Farmer Discovers Woolly Mammoth Tusks & Skull

Photo: Courtesy Facebook/Chelsea Update
When farmer James Bristle was digging in a soy field with a friend near Chelsea, MI, earlier this year, he stumbled upon one hell of an interesting surprise: The remains of a woolly mammoth.

Bristle's family has owned the farm across from the site of the mammoth's discovery since the 1950s, but it was only a little over two months ago when he acquired the additional land and began digging around to create lift stations for a natural gas line that he stumbled upon the bones of an infamous animal that has been extinct for over 10,000 years, reports CBS News.

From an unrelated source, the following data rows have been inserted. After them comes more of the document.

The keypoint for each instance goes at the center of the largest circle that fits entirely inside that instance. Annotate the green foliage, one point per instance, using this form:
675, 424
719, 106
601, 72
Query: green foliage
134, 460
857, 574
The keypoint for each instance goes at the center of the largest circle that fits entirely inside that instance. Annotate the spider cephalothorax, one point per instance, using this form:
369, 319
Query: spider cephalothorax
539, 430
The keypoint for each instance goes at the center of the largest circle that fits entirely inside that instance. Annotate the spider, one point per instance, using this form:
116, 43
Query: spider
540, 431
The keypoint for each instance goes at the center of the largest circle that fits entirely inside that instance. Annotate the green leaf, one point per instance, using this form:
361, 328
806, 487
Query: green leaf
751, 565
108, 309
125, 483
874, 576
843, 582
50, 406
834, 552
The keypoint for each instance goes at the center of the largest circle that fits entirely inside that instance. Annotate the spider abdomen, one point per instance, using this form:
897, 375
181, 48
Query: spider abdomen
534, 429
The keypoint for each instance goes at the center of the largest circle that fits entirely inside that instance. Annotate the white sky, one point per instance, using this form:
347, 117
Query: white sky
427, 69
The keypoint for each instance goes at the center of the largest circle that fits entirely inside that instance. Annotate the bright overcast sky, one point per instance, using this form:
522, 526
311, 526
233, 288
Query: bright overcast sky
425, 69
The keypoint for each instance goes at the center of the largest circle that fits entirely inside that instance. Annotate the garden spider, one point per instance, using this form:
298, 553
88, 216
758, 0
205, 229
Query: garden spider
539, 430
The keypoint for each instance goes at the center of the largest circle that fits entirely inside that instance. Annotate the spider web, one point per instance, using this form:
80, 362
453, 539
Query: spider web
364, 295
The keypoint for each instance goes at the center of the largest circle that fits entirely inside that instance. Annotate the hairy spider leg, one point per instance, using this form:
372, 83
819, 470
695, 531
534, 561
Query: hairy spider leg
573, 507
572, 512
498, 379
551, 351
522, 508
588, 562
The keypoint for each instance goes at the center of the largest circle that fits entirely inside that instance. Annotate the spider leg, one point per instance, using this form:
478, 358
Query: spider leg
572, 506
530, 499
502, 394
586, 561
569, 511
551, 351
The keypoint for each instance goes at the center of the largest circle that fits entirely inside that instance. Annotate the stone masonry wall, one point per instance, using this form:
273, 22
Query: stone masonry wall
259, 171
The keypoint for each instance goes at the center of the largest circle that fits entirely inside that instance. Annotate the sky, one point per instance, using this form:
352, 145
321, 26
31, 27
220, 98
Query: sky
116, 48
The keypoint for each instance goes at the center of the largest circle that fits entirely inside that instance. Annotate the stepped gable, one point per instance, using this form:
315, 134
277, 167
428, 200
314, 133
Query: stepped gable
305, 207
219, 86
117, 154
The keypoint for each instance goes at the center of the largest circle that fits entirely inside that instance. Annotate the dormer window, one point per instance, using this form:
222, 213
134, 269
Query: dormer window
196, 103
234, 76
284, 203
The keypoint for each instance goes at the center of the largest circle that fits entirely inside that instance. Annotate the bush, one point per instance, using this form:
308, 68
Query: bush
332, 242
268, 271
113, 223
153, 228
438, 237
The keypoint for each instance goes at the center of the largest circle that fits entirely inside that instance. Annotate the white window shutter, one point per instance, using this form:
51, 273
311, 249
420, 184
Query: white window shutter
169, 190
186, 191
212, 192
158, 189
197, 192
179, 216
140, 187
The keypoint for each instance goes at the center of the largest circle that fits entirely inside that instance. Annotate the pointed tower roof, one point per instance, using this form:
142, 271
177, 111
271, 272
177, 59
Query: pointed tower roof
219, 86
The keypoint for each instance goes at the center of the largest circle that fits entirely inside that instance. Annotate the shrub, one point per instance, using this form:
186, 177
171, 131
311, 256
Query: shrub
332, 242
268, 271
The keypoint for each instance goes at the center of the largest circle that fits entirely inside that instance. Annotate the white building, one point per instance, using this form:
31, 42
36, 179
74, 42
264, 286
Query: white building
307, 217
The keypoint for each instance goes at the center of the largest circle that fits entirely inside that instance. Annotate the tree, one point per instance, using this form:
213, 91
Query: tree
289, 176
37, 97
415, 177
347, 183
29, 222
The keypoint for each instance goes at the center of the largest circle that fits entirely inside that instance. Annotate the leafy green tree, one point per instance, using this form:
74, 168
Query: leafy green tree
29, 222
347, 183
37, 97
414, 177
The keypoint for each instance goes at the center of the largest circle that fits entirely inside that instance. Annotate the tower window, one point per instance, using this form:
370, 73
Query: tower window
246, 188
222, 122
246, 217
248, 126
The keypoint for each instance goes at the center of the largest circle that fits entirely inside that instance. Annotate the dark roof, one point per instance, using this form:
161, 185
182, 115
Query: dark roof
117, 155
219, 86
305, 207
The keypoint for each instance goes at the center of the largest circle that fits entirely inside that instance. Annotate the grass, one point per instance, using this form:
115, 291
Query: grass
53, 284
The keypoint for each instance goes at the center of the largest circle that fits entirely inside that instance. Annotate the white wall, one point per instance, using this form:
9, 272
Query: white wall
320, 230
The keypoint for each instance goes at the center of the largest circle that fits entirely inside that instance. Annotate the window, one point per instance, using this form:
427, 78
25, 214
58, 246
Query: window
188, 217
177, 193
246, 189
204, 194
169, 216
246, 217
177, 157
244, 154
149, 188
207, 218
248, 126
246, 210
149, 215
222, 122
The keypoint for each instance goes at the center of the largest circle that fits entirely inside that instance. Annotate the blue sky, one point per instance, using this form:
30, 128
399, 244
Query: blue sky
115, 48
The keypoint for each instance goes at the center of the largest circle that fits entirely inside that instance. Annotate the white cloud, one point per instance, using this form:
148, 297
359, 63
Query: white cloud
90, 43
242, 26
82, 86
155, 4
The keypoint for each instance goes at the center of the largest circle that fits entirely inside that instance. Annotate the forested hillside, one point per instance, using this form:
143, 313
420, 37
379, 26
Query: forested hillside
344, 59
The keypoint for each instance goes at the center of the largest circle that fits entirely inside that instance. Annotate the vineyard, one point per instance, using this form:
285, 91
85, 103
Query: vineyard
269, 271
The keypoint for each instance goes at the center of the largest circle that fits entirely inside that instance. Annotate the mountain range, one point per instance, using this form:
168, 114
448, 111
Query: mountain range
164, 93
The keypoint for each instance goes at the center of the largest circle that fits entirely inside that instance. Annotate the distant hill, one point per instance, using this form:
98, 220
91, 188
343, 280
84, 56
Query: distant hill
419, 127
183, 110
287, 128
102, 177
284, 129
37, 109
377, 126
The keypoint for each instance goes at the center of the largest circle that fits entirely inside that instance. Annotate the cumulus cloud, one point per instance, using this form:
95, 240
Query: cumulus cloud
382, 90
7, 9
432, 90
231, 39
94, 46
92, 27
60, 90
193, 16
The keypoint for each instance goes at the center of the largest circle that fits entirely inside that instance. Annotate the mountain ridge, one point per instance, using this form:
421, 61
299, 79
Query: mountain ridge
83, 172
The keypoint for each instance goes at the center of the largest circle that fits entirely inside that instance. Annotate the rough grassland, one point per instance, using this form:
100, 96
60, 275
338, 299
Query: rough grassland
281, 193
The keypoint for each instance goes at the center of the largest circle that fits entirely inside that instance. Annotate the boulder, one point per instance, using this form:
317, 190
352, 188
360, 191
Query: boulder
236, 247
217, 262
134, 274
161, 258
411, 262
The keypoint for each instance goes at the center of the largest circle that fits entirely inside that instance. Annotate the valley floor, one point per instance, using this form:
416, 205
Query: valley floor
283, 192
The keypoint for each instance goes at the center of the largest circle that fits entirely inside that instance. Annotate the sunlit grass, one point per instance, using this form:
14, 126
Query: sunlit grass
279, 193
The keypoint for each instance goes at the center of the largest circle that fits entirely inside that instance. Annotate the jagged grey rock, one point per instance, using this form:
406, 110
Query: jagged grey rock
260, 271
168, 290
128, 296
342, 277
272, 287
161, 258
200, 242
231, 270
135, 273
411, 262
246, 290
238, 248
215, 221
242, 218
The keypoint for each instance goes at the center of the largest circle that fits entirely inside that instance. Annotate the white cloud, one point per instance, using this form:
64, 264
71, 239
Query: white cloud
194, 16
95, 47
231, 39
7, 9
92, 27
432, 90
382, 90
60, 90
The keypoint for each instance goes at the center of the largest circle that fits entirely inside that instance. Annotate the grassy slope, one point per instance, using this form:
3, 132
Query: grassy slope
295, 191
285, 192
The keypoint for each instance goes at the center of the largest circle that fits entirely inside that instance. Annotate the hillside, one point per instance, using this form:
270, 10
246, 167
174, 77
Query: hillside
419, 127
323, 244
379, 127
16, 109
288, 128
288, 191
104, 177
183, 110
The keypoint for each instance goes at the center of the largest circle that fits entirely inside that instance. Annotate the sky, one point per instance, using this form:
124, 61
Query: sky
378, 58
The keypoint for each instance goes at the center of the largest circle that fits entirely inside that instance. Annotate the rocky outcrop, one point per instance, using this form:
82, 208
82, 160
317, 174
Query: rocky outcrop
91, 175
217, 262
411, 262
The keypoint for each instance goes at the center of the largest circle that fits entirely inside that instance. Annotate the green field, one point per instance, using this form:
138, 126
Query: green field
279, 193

At first, "We thought it was a bent fence post. It was covered in mud," Bristle told the Ann Arbor News. Researchers from the University of Michigan were soon brought in to examine the find and professor Daniel Fisher, director and curator at the university's Museum of Paleontology, told CBS Detroit that he knew exactly what it was when he saw the bones.

"I saw a part of a shoulder blade and there is a certain curve on a certain part of it that goes one way if it's a mastodon and another way if it's a mammoth," Fisher describes. "I recognized that and said, 'Humm, I think we have a mammoth here.'"

The university team then went about the intricate process of retrieving bones from the site, including what Fisher called a "very nice skull and tusks," ribs, vertebra, and the mammoth's jaw.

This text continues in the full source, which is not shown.